Dalam diam atas rasa kecewanya, lebih besar lagi amarah Dirga. Matanya mencalak meremas kuat kepalan tangannya sebagai pelampiasan. Rahangnya juga mengeras menatap lekat wajah Robi.

“Om, gak usah khawatir! Serahin aja semua sama Dirga!” ucap Dirga menyakinkan Robi tentang ucapannya dengan sungguh-sungguh.

*

Dua jam kemudian di dalam mobil, Amira sedang dalam perjalanan pulang. Dia tampaknya tegang terlihat posisi duduknya yang tegap bagai sedang melakukan interview bersama HRD.

"Sayang, ada apa? Kenapa kok kayaknya kamu tegang banget?" tanya Mila lembut mengusap jemari tangan Amira guna menenangkan putrinya.

"He..." Amira membentuk senyuman aneh di bibirnya, dia semakin gugup setelah tertangkap basah.

"Maaf, Bu. Eh maksudnya Ma." kata Amira berbelit-belit. Lidahnya masih kaku untuk memanggil Mila dengan sebutan Mama.

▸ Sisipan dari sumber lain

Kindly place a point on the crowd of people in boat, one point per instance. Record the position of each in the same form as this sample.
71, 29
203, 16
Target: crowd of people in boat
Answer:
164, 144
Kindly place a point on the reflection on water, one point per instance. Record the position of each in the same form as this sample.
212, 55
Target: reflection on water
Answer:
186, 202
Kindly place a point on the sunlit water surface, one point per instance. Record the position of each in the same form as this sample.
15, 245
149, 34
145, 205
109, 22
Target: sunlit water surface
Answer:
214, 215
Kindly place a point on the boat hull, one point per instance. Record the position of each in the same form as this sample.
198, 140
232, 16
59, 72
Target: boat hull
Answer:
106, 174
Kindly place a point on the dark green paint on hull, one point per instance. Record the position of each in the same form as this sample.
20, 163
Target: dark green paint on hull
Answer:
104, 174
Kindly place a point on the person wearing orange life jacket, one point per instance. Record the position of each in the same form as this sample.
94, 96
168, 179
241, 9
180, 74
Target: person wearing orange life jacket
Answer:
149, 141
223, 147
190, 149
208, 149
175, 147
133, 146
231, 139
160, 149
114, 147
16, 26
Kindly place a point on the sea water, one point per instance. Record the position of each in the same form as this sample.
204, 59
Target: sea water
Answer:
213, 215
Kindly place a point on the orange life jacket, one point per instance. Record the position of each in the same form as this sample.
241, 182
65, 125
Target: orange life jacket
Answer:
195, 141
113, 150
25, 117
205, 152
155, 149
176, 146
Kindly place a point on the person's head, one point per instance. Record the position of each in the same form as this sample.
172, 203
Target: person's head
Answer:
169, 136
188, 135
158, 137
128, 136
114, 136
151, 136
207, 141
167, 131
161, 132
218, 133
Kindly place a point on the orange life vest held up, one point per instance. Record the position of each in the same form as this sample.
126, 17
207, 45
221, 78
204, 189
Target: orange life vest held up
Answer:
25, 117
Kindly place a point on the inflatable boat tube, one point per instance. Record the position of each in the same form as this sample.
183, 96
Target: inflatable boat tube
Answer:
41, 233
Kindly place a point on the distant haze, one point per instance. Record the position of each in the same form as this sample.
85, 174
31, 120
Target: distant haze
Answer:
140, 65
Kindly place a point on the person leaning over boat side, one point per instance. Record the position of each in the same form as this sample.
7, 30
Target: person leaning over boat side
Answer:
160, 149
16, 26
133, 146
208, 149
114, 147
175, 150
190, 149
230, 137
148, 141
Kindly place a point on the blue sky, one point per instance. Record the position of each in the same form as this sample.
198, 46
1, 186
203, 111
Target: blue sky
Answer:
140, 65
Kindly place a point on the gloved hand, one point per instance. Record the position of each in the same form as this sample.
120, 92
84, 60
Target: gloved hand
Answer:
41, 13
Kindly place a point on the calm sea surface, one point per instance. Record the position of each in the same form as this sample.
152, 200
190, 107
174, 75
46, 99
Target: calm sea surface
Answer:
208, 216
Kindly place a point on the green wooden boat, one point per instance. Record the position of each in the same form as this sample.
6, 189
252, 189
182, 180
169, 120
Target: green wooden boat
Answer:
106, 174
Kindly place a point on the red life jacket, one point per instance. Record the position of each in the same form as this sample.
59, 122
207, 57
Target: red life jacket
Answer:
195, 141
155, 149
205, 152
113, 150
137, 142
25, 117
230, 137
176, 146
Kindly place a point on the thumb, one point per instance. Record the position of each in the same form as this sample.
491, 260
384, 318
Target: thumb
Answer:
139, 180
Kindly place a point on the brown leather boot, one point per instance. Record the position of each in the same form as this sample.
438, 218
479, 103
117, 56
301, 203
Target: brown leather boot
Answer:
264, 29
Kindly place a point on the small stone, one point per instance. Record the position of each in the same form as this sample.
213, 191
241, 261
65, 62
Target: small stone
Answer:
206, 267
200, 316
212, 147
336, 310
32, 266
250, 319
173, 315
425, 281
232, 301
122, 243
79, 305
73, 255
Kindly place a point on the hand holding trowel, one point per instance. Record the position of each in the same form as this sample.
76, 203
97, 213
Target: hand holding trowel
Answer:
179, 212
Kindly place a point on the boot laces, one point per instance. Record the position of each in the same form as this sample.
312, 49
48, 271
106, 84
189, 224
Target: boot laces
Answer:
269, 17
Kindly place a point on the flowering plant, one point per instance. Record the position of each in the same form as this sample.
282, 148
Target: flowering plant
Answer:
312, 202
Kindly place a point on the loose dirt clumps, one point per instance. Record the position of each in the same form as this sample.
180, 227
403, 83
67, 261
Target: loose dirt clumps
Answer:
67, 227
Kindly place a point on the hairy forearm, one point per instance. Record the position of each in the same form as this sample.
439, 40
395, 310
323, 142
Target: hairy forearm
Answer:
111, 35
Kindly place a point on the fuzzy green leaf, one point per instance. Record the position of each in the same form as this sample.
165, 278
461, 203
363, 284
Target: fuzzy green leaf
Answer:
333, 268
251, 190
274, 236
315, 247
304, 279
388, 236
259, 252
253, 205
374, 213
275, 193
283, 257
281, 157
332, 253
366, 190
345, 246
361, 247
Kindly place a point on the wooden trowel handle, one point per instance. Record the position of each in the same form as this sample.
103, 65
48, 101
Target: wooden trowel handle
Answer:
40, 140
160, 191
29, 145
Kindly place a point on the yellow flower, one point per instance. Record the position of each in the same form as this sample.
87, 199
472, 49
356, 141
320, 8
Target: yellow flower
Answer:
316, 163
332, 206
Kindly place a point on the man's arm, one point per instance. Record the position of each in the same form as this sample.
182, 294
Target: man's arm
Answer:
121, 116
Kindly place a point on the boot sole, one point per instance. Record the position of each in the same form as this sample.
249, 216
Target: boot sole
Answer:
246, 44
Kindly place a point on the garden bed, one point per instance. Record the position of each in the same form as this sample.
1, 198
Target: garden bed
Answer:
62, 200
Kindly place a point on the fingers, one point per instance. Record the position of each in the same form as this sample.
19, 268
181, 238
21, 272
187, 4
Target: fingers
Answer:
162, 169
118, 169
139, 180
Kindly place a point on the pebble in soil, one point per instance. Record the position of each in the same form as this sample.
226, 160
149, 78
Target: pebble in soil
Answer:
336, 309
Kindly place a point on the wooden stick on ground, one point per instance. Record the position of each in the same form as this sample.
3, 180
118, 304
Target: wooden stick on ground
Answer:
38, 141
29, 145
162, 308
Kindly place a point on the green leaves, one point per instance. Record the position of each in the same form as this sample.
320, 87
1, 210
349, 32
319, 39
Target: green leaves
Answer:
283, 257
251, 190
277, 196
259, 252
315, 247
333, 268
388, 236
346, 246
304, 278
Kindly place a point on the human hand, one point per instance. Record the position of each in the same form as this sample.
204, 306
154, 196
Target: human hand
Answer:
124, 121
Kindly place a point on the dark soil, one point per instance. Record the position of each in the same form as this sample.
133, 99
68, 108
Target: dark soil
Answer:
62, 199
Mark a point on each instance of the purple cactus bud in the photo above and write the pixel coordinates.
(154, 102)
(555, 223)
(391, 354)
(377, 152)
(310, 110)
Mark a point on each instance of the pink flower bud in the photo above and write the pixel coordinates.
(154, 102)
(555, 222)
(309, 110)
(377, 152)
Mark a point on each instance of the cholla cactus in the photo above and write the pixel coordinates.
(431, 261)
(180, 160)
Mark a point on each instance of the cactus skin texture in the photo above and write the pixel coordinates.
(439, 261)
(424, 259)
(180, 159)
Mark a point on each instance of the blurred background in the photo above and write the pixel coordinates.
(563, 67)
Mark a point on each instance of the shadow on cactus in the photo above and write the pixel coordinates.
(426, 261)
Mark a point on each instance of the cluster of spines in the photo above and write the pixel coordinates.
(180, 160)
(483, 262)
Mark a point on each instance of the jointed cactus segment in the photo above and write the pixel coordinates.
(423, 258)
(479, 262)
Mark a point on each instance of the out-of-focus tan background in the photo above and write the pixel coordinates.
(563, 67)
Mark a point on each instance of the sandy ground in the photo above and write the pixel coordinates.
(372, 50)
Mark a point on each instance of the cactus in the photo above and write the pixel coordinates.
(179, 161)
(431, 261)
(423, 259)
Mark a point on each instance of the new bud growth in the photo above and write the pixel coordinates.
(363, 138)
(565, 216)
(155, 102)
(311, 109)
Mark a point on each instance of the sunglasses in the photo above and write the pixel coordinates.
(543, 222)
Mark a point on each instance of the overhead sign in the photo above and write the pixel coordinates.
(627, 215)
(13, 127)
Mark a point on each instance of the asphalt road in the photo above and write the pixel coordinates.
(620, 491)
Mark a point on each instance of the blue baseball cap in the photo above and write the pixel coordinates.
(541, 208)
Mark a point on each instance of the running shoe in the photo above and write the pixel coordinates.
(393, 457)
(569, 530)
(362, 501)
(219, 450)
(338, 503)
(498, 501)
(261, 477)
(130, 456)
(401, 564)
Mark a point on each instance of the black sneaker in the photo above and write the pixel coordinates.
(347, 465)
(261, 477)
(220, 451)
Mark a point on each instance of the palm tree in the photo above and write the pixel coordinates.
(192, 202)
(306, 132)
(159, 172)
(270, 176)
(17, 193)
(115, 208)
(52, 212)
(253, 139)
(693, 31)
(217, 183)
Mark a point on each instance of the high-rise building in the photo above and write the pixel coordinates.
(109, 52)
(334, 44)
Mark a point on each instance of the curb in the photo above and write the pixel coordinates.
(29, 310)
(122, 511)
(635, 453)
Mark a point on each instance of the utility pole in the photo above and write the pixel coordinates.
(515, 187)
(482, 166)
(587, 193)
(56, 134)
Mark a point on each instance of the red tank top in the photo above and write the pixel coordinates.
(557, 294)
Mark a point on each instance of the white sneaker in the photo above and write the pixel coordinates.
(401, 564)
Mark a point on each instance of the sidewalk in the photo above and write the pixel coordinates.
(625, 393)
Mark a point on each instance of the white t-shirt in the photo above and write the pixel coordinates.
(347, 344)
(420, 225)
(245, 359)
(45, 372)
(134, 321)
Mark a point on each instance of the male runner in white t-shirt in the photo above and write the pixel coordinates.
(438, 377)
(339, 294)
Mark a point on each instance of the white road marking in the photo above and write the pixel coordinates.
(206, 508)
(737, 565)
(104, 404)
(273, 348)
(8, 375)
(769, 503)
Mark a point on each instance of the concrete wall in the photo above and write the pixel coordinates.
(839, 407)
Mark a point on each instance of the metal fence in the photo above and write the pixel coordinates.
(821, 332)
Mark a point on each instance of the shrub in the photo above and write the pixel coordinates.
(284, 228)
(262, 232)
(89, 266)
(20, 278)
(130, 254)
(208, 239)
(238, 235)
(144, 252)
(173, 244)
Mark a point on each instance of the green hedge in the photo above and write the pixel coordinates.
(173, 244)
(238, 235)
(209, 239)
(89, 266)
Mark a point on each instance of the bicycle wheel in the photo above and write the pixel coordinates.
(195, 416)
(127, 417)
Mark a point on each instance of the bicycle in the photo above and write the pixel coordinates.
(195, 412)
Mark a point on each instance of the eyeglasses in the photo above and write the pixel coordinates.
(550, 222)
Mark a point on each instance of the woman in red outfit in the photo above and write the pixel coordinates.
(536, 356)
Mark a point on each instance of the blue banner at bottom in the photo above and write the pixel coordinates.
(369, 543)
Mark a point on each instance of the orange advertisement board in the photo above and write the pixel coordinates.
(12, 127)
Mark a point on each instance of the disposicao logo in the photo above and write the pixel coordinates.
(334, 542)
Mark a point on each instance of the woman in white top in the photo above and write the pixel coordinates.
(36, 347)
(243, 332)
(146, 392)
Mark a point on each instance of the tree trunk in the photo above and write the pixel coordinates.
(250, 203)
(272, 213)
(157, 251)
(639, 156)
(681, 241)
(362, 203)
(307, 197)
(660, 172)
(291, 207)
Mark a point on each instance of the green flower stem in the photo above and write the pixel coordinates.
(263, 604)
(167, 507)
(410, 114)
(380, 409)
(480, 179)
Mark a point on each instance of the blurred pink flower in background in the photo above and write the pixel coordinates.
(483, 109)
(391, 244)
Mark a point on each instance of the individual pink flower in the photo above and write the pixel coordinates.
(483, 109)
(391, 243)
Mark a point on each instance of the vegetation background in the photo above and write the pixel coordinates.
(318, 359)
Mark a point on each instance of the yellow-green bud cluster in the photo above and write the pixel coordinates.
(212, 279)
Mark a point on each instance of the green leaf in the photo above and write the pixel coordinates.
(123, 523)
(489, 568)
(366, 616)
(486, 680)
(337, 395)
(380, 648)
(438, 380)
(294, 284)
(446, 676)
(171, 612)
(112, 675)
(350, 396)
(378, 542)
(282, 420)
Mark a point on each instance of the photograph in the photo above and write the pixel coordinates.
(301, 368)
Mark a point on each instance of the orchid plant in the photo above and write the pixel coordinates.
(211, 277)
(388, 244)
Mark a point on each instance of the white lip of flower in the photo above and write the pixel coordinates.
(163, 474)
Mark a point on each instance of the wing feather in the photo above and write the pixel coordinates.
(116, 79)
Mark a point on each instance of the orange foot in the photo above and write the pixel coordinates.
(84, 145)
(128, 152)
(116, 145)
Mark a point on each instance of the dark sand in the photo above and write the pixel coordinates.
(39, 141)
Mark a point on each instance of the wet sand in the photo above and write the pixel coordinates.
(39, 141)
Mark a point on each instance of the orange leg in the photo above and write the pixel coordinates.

Daripada sakit hati dan marah, Mila malah menyadarkan kepalanya di bahu Amira. Seolah mencoba bersikap akrab agar kecanggungan diantara mereka segera lenyap.

"Kamu masih belum bisa terima ya? Gak papa kok. Mama bisa nunggu sampai kamu siap." terang Mila memberikan waktu untuk Amira. Kata sederhana itu mampu mencairkan kecanggungan Amira. Buktinya dia mulai membalasnya dengan mengusap jemari tangan sang ibu.

Tepat di lampu lalu lintas, kebetulan lampu berwarna merah menyala sebagai tanda untuk berhenti.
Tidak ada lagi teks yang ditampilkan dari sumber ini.